2) Deep down we all believe that there IS a worse service on the weekends. The BMA has said this for years- but it’s got nothing to do with doctors or nurses being unavailable. If we had the whole hospital at our finger tips, radiology, biochemistry, porters, phlebotomy, we could give our patients the best care possible. But we can’t do that without funding, and we can’t do that with burnt out staff. And when money is tight we should be efficient with our priorities- keep elective work to the weekdays, concentrate resources while we figure out how to manage the sickest patients first, with the rising demand and decreasing money we already have.

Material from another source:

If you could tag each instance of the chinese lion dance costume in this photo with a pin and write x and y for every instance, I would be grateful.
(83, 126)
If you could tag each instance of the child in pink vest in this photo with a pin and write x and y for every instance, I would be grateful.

So from now on, when you hear this ‘weekends’ are dangerous’ lie- call it out and challenge what it is. This is propaganda to dismantle the NHS and it is already hurting real people. Hunt has already broken patients confidentiality, now he is actually harming them as well. Any doctor that did the same would be in prison right now.
Protect our patients, protect our NHS, from the failed marmalade salesman, the Right Honourable Jeremy Hunt.
* (from original post [4] June 2014) If you are interested, here is how I propose we investigate irresponsible health journalism;  All health stories in major newspapers (Especially the Daily Mail) from the past ten years regarding health topics are identified, scrutinised for their accuracy against the scientific data available, and then calculated how inaccurate they are qualitatively on a scale of 1 to 5, 1 being minor inaccuracies (e.g. misspelling a name) to 5 being major inaccuracies causing potential harm (e.g. reporting an unsubstantiated conclusion and recommending a change in the behaviour of the individual that could result in disease e.g. Avoiding vaccinations). The impact of the story is then calculated by the potential harm, the readership, and the prevalence of the outcome. An excess death figure is calculated based on this. E.g. reporting vaccinations cause autism, calculating the drop in vaccination as per the readership and then the prevalence of new cases of measles for example and excess death. I appreciate this would  be nearly impossible, but this is an exercise in imaginary science. Then, based on this, we could Name and Shame the greatest offenders and the relative risk of reading each paper on the individuals health. By law, this would have to printed on the front of each newspaper under a Health Warning label.